NEWS

Digging into the past: Archaeologists investigate site of proposed roundabout

Lonnie Huhman Daily Telegram Staff Writer
MDOT archaeologist Christine Stephenson stands next to an old cistern found at the corner of Broad and Church streets in Adrian.

On Friday afternoon, archaeologists from the Michigan Department of Transportation got a look into everyday life 130 years ago in Adrian while digging up the corner at East Church and South Broad streets.

In preparation for the expected construction of the roundabout planned to go in at that intersection, MDOT sent a team of archaeologists to conduct an archaeological and environmental review of the site before the big digging starts. According to MDOT archaeologist Christine Stephenson, under federal and state regulations any time a project is federally funded or permitted a review such as this is conducted.

The roundabout would be built using federal funds.

Stephenson, along with James Robertson, Adrianne Daggett and Dan Lauterbur, said what they found during the digging were some unique details to an old home. They uncovered two cisterns, which were constructed for collecting water, and the foundation and cellar floor of a home that may have existed around 1860.

Stephenson said some might think these are mundane things, but it is truly a look into a part of everyday life from a bygone era.

“This is a first for me,” said Stephenson of finding the cisterns underground. She has been with MDOT for 12 years.

The cisterns were made of brick and had a pipe leading into them in which rain water would have been collected and later used.

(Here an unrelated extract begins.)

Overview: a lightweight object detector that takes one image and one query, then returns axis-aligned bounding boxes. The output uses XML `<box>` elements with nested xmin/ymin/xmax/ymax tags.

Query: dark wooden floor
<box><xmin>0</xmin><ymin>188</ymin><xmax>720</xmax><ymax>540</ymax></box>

Knowing there might be some historical or cultural significance at a site, MDOT employs the team to first conduct research and then start digging. Through records and archives the team got an idea that there was a house at that corner at one time. It was through using historical maps that they were able to get a good idea of the house’s history. According to the maps, the house dated at least to 1888, when the maps were first put together, but it might be older than that.

The MDOT team will be at the site into next week doing further investigation into the cisterns. Once they are finished documenting everything that is found there and photographing it, they will issue a report to the State Historic Preservation Office.

After that, what is there will be dug up and taken away in preparation for establishing a more stable foundation for the roundabout.

But that doesn’t mean the history at the site will be lost and forgotten. What the archaeologists are doing is preventing that.

“If we don’t document it properly then it would be gone forever,” said Daggett.

The team does not know the timeline for the next work project to occur at the site, but according to the MDOT informational meeting held two months ago the roundabout project should start becoming more of a reality next year.